A body lay on the stone shelf, its unnatural stillness betraying the illusion of deep sleep that can fall upon the dead.  For all the beautifying shrouds so carefully wrapped around the body, and the precious blossoms placed upon the swaddling cloths, this was a corpse.  His friends had done their best to dress the wounds, in some unreasoning and unspoken hope that even in death they might heal, but the reality remained.  It was gruesome.  He looked as though he had been mauled to death, and the truth was not far from it.  It took hours to dress his wounds, long enough for tears to give way to the quiet business at hand.  Finally, his mother had wiped the blood from his face.  She caressed his pallid brow, placed the last shroud upon his face, and kissed him through the veil.

There was evening and there was morning, and evening and morning.  The third day.

The cold air of night lingered inside the tomb, and the ground was cool to the touch.  All was still, but for the movement of a beetle, and so silent that its footsteps could be heard as it skittered across the wall.

Then, in that silence, a breath.  

Lightening, or something like it, lit the cave for barely a moment, and cast a deep, black shadow beneath the feet of the beetle.  

Another breath.

Air filled the lungs that had sat breathless since Friday as the death shrouds fell from the man’s body.  The man sat up on one elbow and took in another draught of crisp, morning air.  He smiled.  The scent of the cave delighted him, especially the scent of myrrh emanating from his burial shroud.  It reminded him of home.  He stood, and he seemed to be clothed in robes made of light itself.  He turned and looked at the burial shrouds.  He smiled again, noticing the faint imprint his form had left on them.  The shrouds were wrinkled from the absence of his body, and he remembered something his mother had told him about making his bed.  He folded them neatly and placed them on the stone shelf.  The blossoms he arranged in an impromptu bouquet.  The beetle came to inspect them.  He smiled, turned to the sealed mouth of the cave, and walked through it.  
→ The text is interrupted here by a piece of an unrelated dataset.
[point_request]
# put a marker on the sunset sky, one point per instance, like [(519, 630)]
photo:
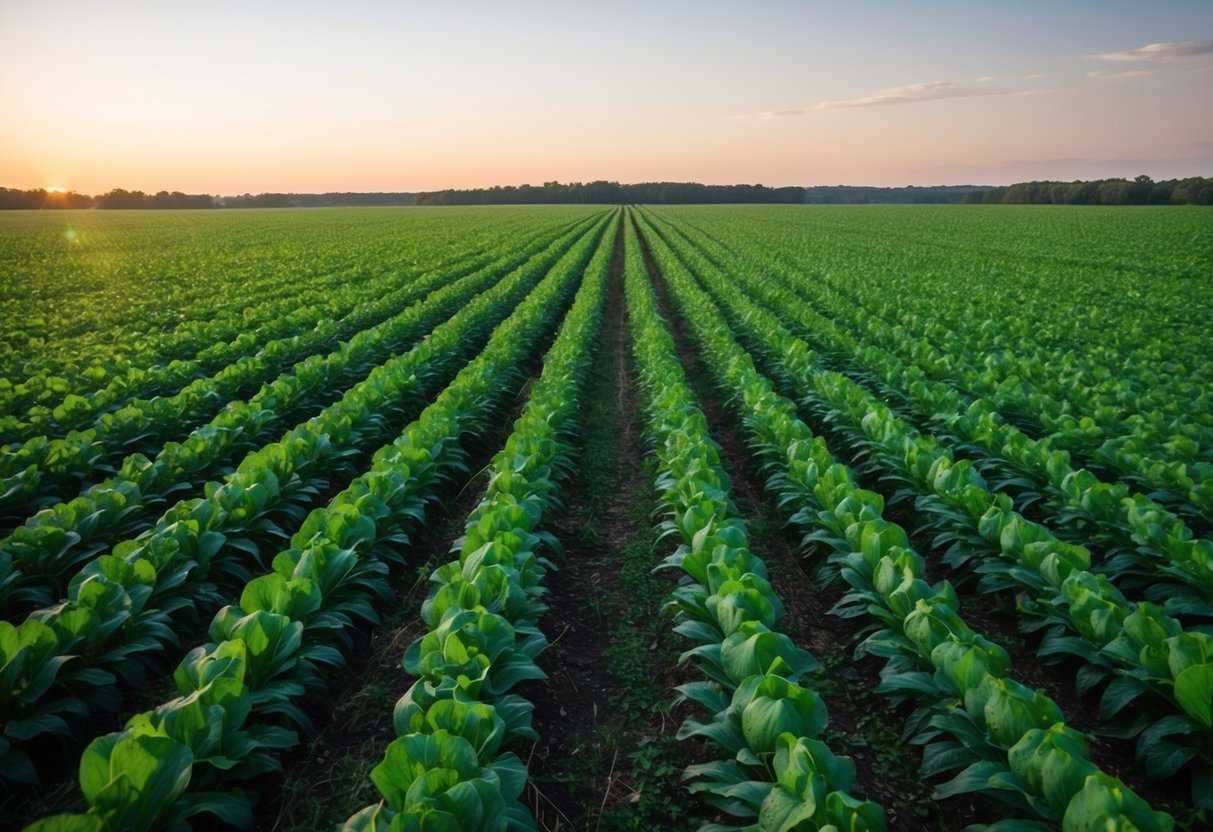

His face welcomed the sun, and his eyes took in every colour of the garden with more vibrancy than he had known in years.  Each sound became more clean and clear, each birdsong more a melody.  The world was alive, and felt as resurrected as Christ himself.  And as he walked from the tomb, in the cool of the day, the stone rolled back from the tomb, seemingly of its own accord, and the morning sun stole into the cave like the dawn of the first day.

He looked, and saw that it was very good.